Sometimes those concerns are valid. But sometimes they’re defensive reactions from professionals whose brains associate familiarity with safety.

Humans confuse: “this feels uncomfortable” with “this is wrong.”

From Our Cold, Dead Hands

What struck me most tonight was that both groups, traditional network engineers and automation developers, fear the same thing: The loss of creativity. 

Network engineers fear losing the creativity of designing and crafting networks manually. Developers fear losing the creativity of building software manually.

This common fear reveals something important about people.
We don’t prefer efficiency.
We want agency.
Expression.
Mastery.
Creation.
Identity.

The act of building things by hand matters psychologically.
There is joy in craftsmanship.
There is pride in “I am the expert of the thing.”

Every Generation Thinks Their Layer Was the “Real” Work

History repeats itself.
At one point:
- Assemblers resisted higher-level programming languages.
- Server admins resisted virtualization.
- Virtualization engineers resisted cloud abstractions.
- Network engineers resisted automation.
- Developers resist AI-generated code.

Every generation believes the abstraction layer beneath them was the “real engineering.” I think that’s because every abstraction removes proximity to the underlying craft people originally fell in love with.

The Brain Prefers Familiar Pain Over Unfamiliar Possibility

Cognitive science suggests something more confounding.
Humans are loss-averse. We feel the pain of losing something more intensely than the pleasure of gaining something new.

When new paradigms emerge, we don’t instinctively think “What new possibilities does this create for me?”

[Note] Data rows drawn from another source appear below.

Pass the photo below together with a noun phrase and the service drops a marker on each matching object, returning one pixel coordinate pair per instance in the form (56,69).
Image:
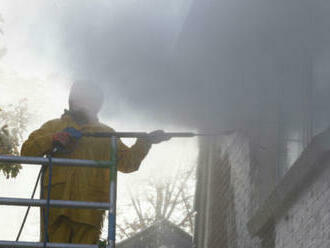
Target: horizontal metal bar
(39,244)
(55,161)
(137,134)
(53,203)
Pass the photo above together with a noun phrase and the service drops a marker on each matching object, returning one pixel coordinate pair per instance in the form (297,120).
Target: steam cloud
(204,64)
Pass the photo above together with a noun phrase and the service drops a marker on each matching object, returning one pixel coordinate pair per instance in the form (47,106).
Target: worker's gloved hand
(157,137)
(66,137)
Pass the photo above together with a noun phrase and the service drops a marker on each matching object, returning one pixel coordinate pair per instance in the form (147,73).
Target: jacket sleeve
(40,141)
(129,159)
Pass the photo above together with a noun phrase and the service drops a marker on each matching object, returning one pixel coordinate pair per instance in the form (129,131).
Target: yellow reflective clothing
(77,183)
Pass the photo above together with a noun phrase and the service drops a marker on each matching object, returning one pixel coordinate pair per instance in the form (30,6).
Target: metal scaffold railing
(110,206)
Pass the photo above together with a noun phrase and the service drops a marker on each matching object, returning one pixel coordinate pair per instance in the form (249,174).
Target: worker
(81,226)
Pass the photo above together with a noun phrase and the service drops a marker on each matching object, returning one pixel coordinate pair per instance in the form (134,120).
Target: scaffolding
(110,206)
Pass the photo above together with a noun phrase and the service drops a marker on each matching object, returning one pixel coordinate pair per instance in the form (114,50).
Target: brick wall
(225,208)
(306,224)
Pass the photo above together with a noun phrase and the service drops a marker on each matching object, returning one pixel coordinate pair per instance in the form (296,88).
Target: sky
(34,71)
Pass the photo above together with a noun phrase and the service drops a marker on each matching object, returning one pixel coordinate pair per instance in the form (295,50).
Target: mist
(198,64)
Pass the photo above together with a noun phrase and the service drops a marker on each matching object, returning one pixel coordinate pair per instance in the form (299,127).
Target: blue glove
(74,133)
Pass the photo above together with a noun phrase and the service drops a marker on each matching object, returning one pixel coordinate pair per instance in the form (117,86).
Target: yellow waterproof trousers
(63,230)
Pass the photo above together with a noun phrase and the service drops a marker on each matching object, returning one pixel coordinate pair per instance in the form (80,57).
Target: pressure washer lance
(146,135)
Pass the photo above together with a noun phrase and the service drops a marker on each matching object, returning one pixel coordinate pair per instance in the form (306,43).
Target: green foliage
(13,120)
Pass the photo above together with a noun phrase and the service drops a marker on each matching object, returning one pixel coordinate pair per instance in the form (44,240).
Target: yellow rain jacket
(77,183)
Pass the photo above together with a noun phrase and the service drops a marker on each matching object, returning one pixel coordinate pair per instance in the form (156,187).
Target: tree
(13,120)
(170,200)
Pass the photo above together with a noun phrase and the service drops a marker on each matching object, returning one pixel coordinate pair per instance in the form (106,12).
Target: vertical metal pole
(113,194)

We think, “What part of my identity does this take from me?”
That’s not ignorance.
That’s loss aversion, and it keeps us stuck.

The Irony of Technologists Resisting Technology

The funniest part of tonight’s realization was this. I spent years being challenged by automation engineers who believed I was resisting the future. Now, many of those same developers are resisting AI-assisted development for identical psychological reasons.

I’m not here to cast judgment. I get it. I lived it. I still do.

This was never about networking.
Or Python.
Or Ansible.
Or LLMs.

It was always about identity.

Technology changes faster than human psychology does.
Always has.
Always will.

Here’s my ask of you, dear reader. When the next paradigm shift arrives, instead of taking sides, existing in the binary, and arguing about who is right and which path is better, let’s share a knowing smile and say, “Here we go again.”